The claim is often that Jesus did what we couldn't do -- he perfectly followed the Law in our place, as that is what God demands.
However, if the claim is also that Jesus is God, then does saying he fulfilled the Law hold any validity?
This isn't a matter of if Jesus was perfect, he lacked the ability to break the Law. It's a matter of if Jesus was God, then some of the Laws had a hard time applying to him in the first place.
For instance, take the commandment "Thou shalt not steal." If God is in fact the Creator of all, and He's made everything, and anything you own is in fact provided to you by God, then God "owns" everything. How, therefore, could Jesus even begin to go about stealing, since it was all his to begin with?
Same with not being allowed to covet -- we again go back to the idea that it's all God's by default. He made it, He owns it, He has the rightful claim to everything. If you own everything, how can you covet something your neighbor has? It's already yours.

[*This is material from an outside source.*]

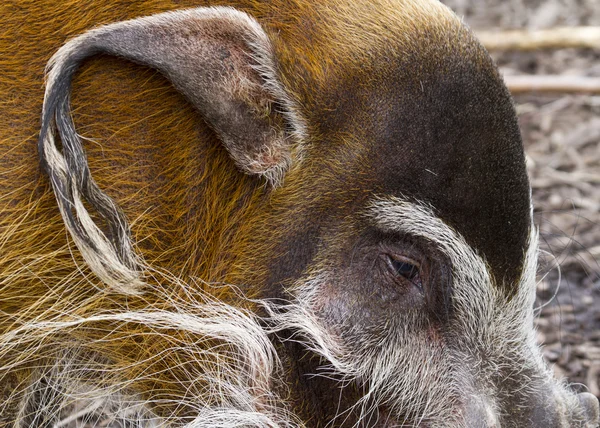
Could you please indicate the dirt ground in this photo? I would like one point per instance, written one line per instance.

"You shall not murder." I'm not going into a debate on some of the acts committing by God in the Tanakh, but the idea is often that if God does kill, it's not murder, it's something He's allowed to do, the same way a painter is allowed to destroy a painting. If God killing is in a completely different category, and His right since He is just and righteous, then where does God even begin to have the opportunity to break that commandment?
If Jesus is God, can we still say he did what we couldn't do? How do you perfectly follow something that doesn't even apply to you? God wouldn't have a chance to even try and break the commandments, because if there's something out there that God can steal, then you lose the very definition of 'God' in a Christian sense. I'm sure the duality of Jesus would come into play here, with the man aspect of Jesus actually under this restriction, but there's no way to make that make sense. You'd have to fall back on the "It's a mystery" idea.